As Tier 2 and Tier 3 wireless operators had hoped, the FCC today adopted an order requiring wireless carriers to enter into data roaming agreements at the request of other carriers. The FCC stopped short of setting prices; instead it plans to allow wireless carriers to negotiate their own terms and conditions on an individual basis, with the commission being available to resolve any disputes between carriers unable to come to an agreement on their own.
In an FCC meeting today, FCC Chairman Julius Genachowski called the new order “a vital step to update [telecom networks] for the 21st century.” In today’s market, Genachowski said, consumers expect services to work nationwide.” But he added that, “Too many companies have been unable to get deals done.”

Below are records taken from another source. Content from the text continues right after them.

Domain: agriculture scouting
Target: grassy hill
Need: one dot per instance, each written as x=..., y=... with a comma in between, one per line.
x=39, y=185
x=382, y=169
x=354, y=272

Mandatory data roaming he said, will “unleash investment, especially in rural areas; it will benefit consumers and international competitiveness”—arguments that rural carrier groups such as the Rural Cellular Association have been making since data services first began to take off. “The vast majority of mobile carriers, both large and small, have waited a long time for the Commission to recognize that both data roaming and voice roaming are critical to competition and keeping consumer pricing affordable,” said Carri Bennet, general counsel for RTG, another rural wireless trade group.
But the nation’s two largest wireless carriers—AT&T and Verizon Wireless—beg to differ and both were quick to issue statements voicing their displeasure at today’s order. It’s worth noting, though, that the tone of AT&T’s statement was considerably less antagonistic than that of Verizon, perhaps because AT&T wants to avoid jeopardizing FCC approval of its planned merger with T-Mobile.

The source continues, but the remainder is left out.